Our goal: move this “box1”. First, create our Animation object:

var animationBox = new BABYLON.Animation(
"tutoAnimation",
"scaling.x",
30,
BABYLON.Animation.ANIMATIONTYPE_FLOAT,
BABYLON.Animation.ANIMATIONLOOPMODE_CYCLE);

Many information are in the parameters:

  1. Name of this animation, nothing more.
  2. The property concerned. This can be any mesh property, depending of what you want to change. Here we want to scale an object on X axis, so it will be “scaling.x”.
  3. Frame per second requested: highest FPS possible in this animation
  4. Type of this change. Here you say what kind of value will be modified: is it a float (e.g. a translation), a vector (e.g. a direction), or a quaternion. Exact values are:
  • BABYLON.Animation.ANIMATIONTYPE_FLOAT
  • BABYLON.Animation.ANIMATIONTYPE_VECTOR3
  • BABYLON.Animation.ANIMATIONTYPE_QUATERNION

5.Finally, you have to advise what kind of behavior this animation will take at their upper limit:

  • Use previous values and increment it: BABYLON.Animation.ANIMATIONLOOPMODE_RELATIVE
  • Restart from initial value: BABYLON.Animation.ANIMATIONLOOPMODE_CYCLE
  • Keep their final value: BABYLON.Animation.ANIMATIONLOOPMODE_CONSTANT

Now that we have our Animation object, it is time to say how those values will be modified. In our case, we want to scale our box, but not in a linear way: it must be faster when it became larger, and slower when it became thinner. So:

// An array with all animation keys
var keys = [];  

   //At the animation key 0, the value of scaling is "1"
    keys.push({
        frame: 0,
        value: 1
    });

    //At the animation key 20, the value of scaling is "0.2"
    keys.push({
        frame: 20,
        value: 0.2
    });

    //At the animation key 100, the value of scaling is "1"
    keys.push({
        frame: 100,
        value: 1
    });

Next, two important step:

  • Adding the animation array to the animation object:
animationBox.setKeys(keys);
  • Link this animation to our box:
box1.animations.push(animationBox);

Finally, you can launch your animation in one line of code, at any time in your application:

scene.beginAnimation(box, 0, 100, true);

You can also choose to only play a part of the animation (here from 0 to 100), and choose to loop this animation (here is true).

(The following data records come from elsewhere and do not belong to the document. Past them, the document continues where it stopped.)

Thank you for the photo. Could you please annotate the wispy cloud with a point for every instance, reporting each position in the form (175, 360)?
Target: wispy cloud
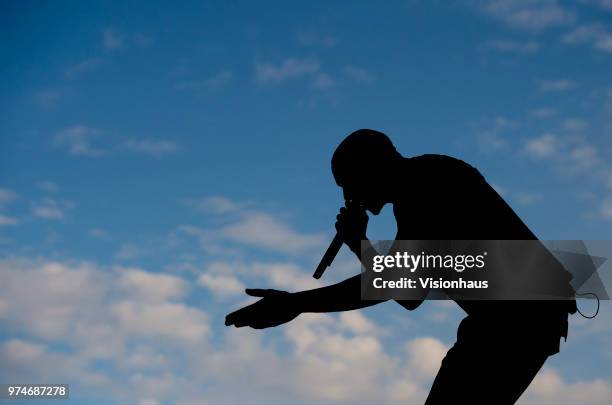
(214, 82)
(245, 226)
(77, 140)
(516, 47)
(313, 39)
(596, 35)
(49, 208)
(48, 186)
(323, 81)
(544, 112)
(112, 39)
(82, 67)
(359, 74)
(216, 205)
(152, 147)
(8, 221)
(556, 85)
(6, 196)
(530, 15)
(47, 99)
(268, 73)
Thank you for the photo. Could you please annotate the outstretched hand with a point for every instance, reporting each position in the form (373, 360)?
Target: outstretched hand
(274, 308)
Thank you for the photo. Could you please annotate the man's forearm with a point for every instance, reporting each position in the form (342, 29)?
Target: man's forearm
(344, 296)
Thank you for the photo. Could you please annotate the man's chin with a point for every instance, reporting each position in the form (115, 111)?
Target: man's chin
(375, 210)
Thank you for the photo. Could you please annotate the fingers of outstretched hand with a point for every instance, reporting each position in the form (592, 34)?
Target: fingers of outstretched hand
(263, 292)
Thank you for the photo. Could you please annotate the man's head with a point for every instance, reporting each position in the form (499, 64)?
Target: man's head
(362, 165)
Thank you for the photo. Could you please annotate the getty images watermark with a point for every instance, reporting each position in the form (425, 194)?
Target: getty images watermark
(484, 269)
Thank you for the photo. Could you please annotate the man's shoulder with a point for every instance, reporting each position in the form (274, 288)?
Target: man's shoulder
(442, 164)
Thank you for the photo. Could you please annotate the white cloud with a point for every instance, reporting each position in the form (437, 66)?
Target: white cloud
(359, 75)
(77, 140)
(268, 73)
(6, 196)
(49, 208)
(47, 98)
(7, 221)
(556, 85)
(323, 81)
(544, 112)
(112, 40)
(262, 230)
(530, 15)
(48, 186)
(312, 39)
(216, 205)
(83, 66)
(510, 46)
(527, 197)
(606, 208)
(151, 286)
(152, 147)
(161, 319)
(574, 124)
(128, 251)
(98, 233)
(221, 285)
(543, 146)
(594, 34)
(549, 388)
(214, 82)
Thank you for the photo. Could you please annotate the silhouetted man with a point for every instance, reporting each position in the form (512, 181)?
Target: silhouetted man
(500, 345)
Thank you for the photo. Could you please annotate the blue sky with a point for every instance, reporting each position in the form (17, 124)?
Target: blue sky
(156, 158)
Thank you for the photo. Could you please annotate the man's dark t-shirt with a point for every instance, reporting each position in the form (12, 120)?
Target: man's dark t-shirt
(447, 199)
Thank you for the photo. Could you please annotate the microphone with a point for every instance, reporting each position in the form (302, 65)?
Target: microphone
(332, 250)
(329, 256)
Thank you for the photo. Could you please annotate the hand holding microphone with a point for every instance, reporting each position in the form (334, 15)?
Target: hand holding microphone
(351, 225)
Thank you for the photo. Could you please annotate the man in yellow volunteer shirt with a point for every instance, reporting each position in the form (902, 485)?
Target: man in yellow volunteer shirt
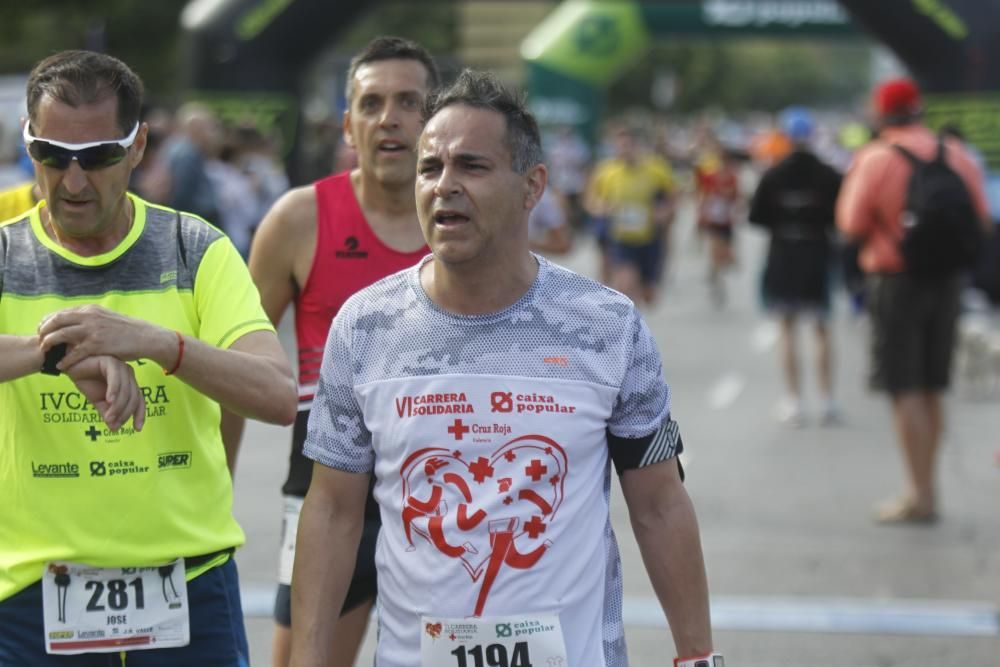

And you are done! Don’t hesitate to combine many animation for one object by pushing different transformation ;)

2 – Complex animation

The complex animation let you choose everything at each frame of the animation (each tick). The code computed at run time must be located in this function:

scene.registerBeforeRender(function () {
	//Your code here
});

This function can be very useful for complex animation like games, where characters have to move depending on many parameters.

Don’t hesitate to combine those two types of animations: if well done it’s very powerful.